Bring 4 Sharpened Pencils
No matter how many pencils your child breaks, their test score won't be affected. If one breaks, they have a backup. If that one breaks, they have another backup. There is no reason not to succeed when you have so many pencils!
Bring a Familiar Calculator
Be SURE to bring the calculator they use every day and feel comfortable with, NOT the new one you just bought. It is important for your student to know where every button on the calculator is located for speed and efficiency. We don't want them to be searching for a button and wasting precious test time! Familiarity means confidence.
Identify Pick-up Location
Not even one brain cell should be worrying about how they will get home. All brain cells should be available for the test. Confirm with your student before the test where you will be waiting to pick them up when they are finished.
Locate the Bathroom
One simple bathroom break can destroy a test score if your teen doesn't make it back to their seat before the timer starts. An unfamiliar building can be a maze. Be sure your student knows where the bathroom is so they don't get lost and miss the starting timer. If they are not in their seat when the timer begins, they may be exempt from that section of the test.
Pick an Answer
Have your child choose one of the multiple-choice letters to always use when they shouldn't waste time on a question, and always use that answer when they don't have a clue. This sounds like giving up or taking the easy way out but this is a proven strategy! If they come up against a question that completely stumps them or they are running out of time, their strategy should be to fill in the answer with the chosen letter. For example, if the chosen letter is D and the timer is ticking away, have them fill every answer as D. It is far better to answer and be wrong than to leave a question blank!
Familiarity with the test will increase the test score even if they don't get smarter, because kids will get more comfortable with the format and how the questions are asked. Anything you can do to keep teens alert and rested will increase the test score without studying because it will allow their brain to fire on all cylinders. Nutrition and hydration improve brain function. Reducing stress levels will allow them to be as relaxed as possible in an already stressful situation. Formal college admission test practice at home is the cheapest, easiest, and most effective strategy, just like for most other things we teach.
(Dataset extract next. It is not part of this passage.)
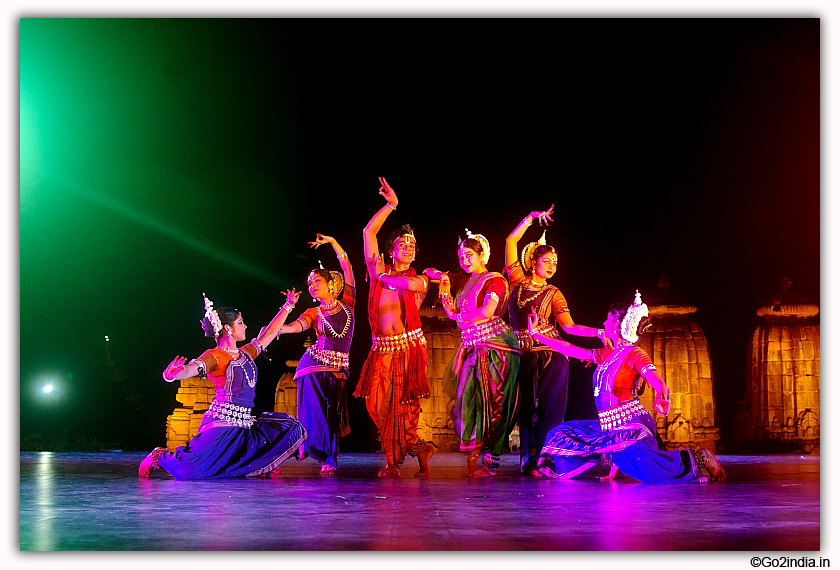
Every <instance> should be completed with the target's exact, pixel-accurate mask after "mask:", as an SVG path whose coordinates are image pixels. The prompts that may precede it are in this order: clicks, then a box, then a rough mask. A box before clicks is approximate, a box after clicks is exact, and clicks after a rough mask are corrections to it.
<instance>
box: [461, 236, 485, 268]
mask: <svg viewBox="0 0 840 570" xmlns="http://www.w3.org/2000/svg"><path fill="white" fill-rule="evenodd" d="M465 231H466V232H467V239H474V240H477V241H478V243H480V244H481V250H482V251H481V263H483V264H484V265H487V262H489V261H490V242H489V241H487V238H486V237H484V236H483V235H481V234H474V233H472V232H471V231H470V230H468V229H465ZM462 242H463V240H462V239H461V238H458V245H460V244H461V243H462Z"/></svg>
But when you do teach test preparation in earnest, consider doing one section of the test each day, three days a week or so to develop test stamina. It's like a runner developing endurance. Taking a full length, timed test once a month would be awesome practice for the full length "real deal" test on exam day.
If your children aren't willing or able to study test prep at home, that's when it's a good idea to reach out for help and find a test preparation tutor or class.
Help your teen increase their test scores by preparing them ahead of time with practice. You can decide which test fits them best, even! Learn more about my Recommended Study Guides and How to Ace College Admission Tests.
Learn "How to Study for the SAT® and ACT® with a $20 Book" in my video below!
Before or after the test, you may want to mention that the test is only an indication of certain academic abilities, it's not a reflection of what is truly important in this world. You may want to review this list of Character Qualities Not Measured by Tests. Good luck on the test!